Current weakly supervised semantic segmentation (WSSS) frameworks usually contain the separated mask-refinement model and the main semantic region mining model. These approaches would contain redundant feature extraction backbones and biased learning objectives, making them computational complex yet sub-optimal to addressing the WSSS task. To solve this problem, this paper establishes a compact learning framework that embeds the classification and mask-refinement components into a unified deep model.
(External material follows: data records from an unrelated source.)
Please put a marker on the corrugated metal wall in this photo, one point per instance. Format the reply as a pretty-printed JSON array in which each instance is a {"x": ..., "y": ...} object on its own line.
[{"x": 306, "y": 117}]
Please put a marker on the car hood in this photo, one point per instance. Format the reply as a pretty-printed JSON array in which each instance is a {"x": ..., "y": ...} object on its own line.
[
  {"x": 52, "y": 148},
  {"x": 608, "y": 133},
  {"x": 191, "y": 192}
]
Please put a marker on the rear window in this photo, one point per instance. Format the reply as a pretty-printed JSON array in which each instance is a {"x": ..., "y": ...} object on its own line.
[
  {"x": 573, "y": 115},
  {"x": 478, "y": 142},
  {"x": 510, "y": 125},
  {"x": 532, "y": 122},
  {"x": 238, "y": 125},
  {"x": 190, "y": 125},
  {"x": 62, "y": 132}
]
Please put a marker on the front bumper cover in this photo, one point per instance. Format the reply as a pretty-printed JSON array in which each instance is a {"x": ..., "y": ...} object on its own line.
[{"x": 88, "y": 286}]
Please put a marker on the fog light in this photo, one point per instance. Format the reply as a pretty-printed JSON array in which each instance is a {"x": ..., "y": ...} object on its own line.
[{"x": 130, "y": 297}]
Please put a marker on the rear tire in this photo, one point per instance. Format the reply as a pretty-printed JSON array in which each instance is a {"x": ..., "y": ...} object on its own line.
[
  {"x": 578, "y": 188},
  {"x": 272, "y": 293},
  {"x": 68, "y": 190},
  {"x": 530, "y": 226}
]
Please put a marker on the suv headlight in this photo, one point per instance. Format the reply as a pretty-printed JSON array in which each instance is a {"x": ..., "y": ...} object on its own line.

With the shared feature extraction backbone, our model is able to facilitate knowledge sharing between the two components while preserving a low computational complexity. To encourage high-quality knowledge interaction, we propose a novel alternative self-dual teaching (ASDT) mechanism. Unlike the conventional distillation strategy, the knowledge of the two teacher branches in our model is alternatively distilled to the student branch by a Pulse Width Modulation (PWM), which generates PW wave-like selection signal to guide the knowledge distillation process. In this way, the student branch can help prevent the model from falling into local minimum solutions caused by the imperfect knowledge provided of either teacher branch. Comprehensive experiments on the PASCAL VOC 2012 and COCO-Stuff 10K demonstrate the effectiveness of the proposed alternative self-dual teaching mechanism as well as the new state-of-the-art performance of our approach.